La déconstruction, pointe Sloterdijk, suivrait la ligne de la survie, à savoir « un projet de construction qui viserait la production d’une machine de survie indéconstructible » (p. 21). Remonter aux traumas, c’est-à-dire aux « traces » comme aux lieux de la survivance dans la vie, remonter à la mémoire comme au « présent qui prépare le passé », au passé immémorial, telle est la façon dont nous proposons de lire aujourd’hui le projet déconstructionniste :
« Il pensait à la mémoire, à la trace, si vous voulez, que chaque instant va laisser avec la différance de temps et de lieu, par la différance par-delà la vie, dans la survie.

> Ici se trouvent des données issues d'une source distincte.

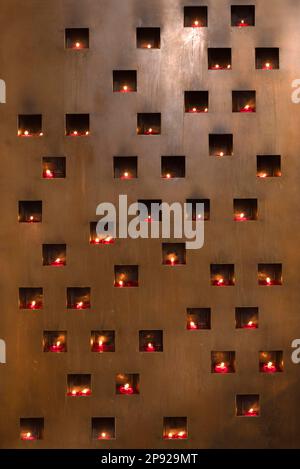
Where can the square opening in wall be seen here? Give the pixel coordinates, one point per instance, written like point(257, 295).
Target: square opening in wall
point(247, 405)
point(150, 209)
point(244, 101)
point(125, 167)
point(55, 341)
point(219, 58)
point(79, 385)
point(245, 209)
point(149, 123)
point(220, 145)
point(242, 15)
point(269, 274)
point(193, 213)
point(126, 276)
point(267, 58)
point(198, 319)
point(77, 38)
point(31, 429)
point(128, 384)
point(30, 298)
point(223, 362)
point(172, 167)
point(175, 428)
point(173, 254)
point(196, 101)
point(30, 211)
point(54, 167)
point(30, 125)
point(271, 362)
point(148, 38)
point(105, 237)
point(268, 166)
point(222, 275)
point(151, 341)
point(103, 428)
point(246, 318)
point(195, 17)
point(78, 297)
point(77, 125)
point(124, 81)
point(55, 255)
point(103, 341)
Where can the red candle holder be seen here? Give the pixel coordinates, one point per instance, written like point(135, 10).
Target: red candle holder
point(57, 348)
point(79, 393)
point(247, 108)
point(251, 413)
point(182, 435)
point(28, 436)
point(126, 389)
point(34, 305)
point(58, 262)
point(48, 174)
point(269, 367)
point(267, 66)
point(192, 326)
point(250, 325)
point(221, 368)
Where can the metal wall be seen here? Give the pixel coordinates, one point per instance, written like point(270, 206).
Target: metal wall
point(42, 77)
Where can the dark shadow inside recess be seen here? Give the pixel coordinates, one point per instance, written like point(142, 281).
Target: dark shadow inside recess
point(242, 15)
point(151, 341)
point(79, 385)
point(127, 383)
point(195, 17)
point(244, 101)
point(247, 405)
point(268, 166)
point(31, 429)
point(245, 209)
point(267, 58)
point(192, 212)
point(172, 167)
point(55, 341)
point(30, 211)
point(54, 167)
point(78, 297)
point(31, 298)
point(150, 209)
point(219, 58)
point(148, 38)
point(222, 275)
point(77, 38)
point(220, 145)
point(198, 318)
point(126, 276)
point(196, 101)
point(103, 341)
point(103, 428)
point(105, 237)
point(124, 81)
point(77, 125)
point(271, 362)
point(54, 255)
point(30, 125)
point(246, 318)
point(125, 167)
point(269, 274)
point(175, 428)
point(173, 254)
point(149, 123)
point(223, 362)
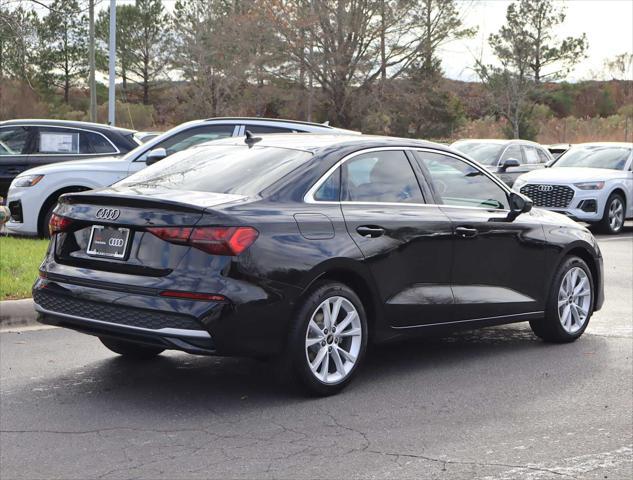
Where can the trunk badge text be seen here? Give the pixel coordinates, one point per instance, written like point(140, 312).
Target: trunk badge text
point(108, 213)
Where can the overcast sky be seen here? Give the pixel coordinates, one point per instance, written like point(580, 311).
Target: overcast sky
point(607, 23)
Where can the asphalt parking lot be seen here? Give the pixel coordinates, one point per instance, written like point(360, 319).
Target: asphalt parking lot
point(490, 404)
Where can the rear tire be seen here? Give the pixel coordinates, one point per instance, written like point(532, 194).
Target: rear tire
point(613, 218)
point(131, 350)
point(325, 354)
point(570, 303)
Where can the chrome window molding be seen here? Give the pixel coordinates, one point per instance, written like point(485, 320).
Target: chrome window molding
point(309, 196)
point(116, 150)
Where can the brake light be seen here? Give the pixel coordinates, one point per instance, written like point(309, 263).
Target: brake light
point(215, 240)
point(59, 224)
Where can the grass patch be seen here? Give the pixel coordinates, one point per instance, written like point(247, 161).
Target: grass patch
point(20, 259)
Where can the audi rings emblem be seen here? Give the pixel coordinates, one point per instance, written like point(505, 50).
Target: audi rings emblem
point(108, 213)
point(116, 242)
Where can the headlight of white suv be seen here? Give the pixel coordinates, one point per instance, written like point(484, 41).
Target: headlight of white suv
point(589, 185)
point(27, 181)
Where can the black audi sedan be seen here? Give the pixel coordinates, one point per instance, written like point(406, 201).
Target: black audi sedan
point(306, 248)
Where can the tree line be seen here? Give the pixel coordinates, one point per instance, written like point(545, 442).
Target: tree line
point(367, 64)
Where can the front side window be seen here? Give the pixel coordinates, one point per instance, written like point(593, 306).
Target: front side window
point(193, 136)
point(460, 184)
point(531, 155)
point(58, 141)
point(514, 152)
point(381, 177)
point(13, 140)
point(595, 156)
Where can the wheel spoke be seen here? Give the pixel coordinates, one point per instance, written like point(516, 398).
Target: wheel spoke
point(338, 362)
point(347, 355)
point(325, 366)
point(345, 322)
point(352, 332)
point(314, 328)
point(336, 308)
point(318, 360)
point(313, 341)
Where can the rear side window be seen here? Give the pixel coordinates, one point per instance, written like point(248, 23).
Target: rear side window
point(221, 169)
point(329, 191)
point(57, 141)
point(460, 184)
point(91, 142)
point(13, 140)
point(513, 151)
point(381, 177)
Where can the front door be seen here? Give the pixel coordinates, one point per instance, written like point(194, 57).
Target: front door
point(498, 264)
point(405, 241)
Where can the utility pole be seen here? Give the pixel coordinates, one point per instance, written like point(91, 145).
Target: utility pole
point(91, 59)
point(112, 58)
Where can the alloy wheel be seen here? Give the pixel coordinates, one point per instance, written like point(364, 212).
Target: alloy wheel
point(574, 299)
point(333, 340)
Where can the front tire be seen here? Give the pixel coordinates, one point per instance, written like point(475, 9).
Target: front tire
point(130, 350)
point(613, 217)
point(328, 339)
point(570, 303)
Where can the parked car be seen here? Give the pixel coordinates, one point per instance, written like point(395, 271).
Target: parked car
point(33, 194)
point(307, 247)
point(506, 158)
point(26, 144)
point(558, 149)
point(591, 182)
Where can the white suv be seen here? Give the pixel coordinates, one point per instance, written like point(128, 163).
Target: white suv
point(33, 193)
point(590, 182)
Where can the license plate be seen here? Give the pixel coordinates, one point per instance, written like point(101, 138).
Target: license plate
point(108, 242)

C’est qu’il vivait la vie et la survie. Survivant à deux frères morts l’un avant lui et l’autre après lui, il vit une vie originairement survivante. « Je n’aime que la mémoire, autre nom de l’avenir après lequel je cours, et je cours, et je cours. Et je chasse […] » (in La contre–Allée, 31) »[5]
 
2. Entre Freud et Derrida Sloterdijk se concentre sur l’essentiel, à savoir le concept freudien de déformation (Entstellung), tel qu’il est précisé dans L’Homme Moïse, pour le rapprocher de la différance. Citons la citation convoquée par l’auteur :
« Il en va de la déformation d’un texte comme d’un meurtre. Le difficile n’est pas d’exécuter l’acte mais d’en éliminer les traces. On aimerait prêter au mot Entstellung le double sens qu’il peut revendiquer, bien qu’il n’en soit plus fait usage de nos jours. Il ne devrait pas seulement signifier : changer l’aspect de quelque chose, mais aussi : changer quelque chose de place, le déplacer ailleurs » (Sigmund Freud cité par l’auteur p. 24)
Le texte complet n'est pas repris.